オーストラリアの汚染地域を対象とした2021年の研究は、さらに具体的な声を拾っている。住民は自分の血液検査の値が何を意味するのか分からず、地元の医師も十分に説明でなかったため、混乱と不安が募った。特に大きなストレスになったのが、子どもの高い血中濃度だった。その不安に耐えられず、あえて子どもには検査をさせない親もいた。同じ地域の2023年の調査では、汚染地域の住民は、汚染がない地域より「不安の水準」が明らかに高いことが数値でも示されている。

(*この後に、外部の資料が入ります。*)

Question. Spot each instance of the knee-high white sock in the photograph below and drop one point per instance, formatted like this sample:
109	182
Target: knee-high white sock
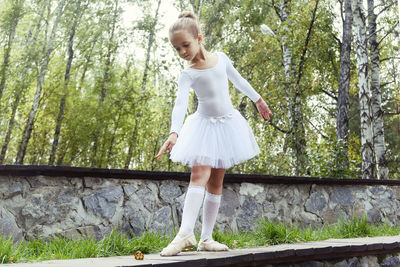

ここでも注意が必要である。PFAS汚染は実在し、血中濃度が高い人がいるのは事実である。だから「不安になるのはおかしい」という話ではない。問題は、血中濃度の情報だけが独り歩きし、それが自分にとって何を意味し、今後どうなるのかという説明が与えられない時、そして、新たな汚染が起こらない対策が実施されていることが十分に説明されない時、情報が不安を引き起こし、余分な苦痛を生むという点にある。
PFASとストレスの健康被害の比較
ここに、この問題を厄介にする核心がある。PFASが引き起こすと疑われる健康影響と、心理的なストレスが引き起こす健康影響が、ほとんど重なっているのだ。
PFASが原因になると疑われている健康影響には、糖尿病・代謝の乱れ、心血管系への影響、コレステロールの上昇、出生体重の低下、免疫機能の変化、腎がん・精巣がんなどがある。一方、慢性的なストレスが引き起こすことが分かっている健康影響には、糖尿病・代謝異常、高血圧・心臓病、早産・低出生体重、免疫低下などがある。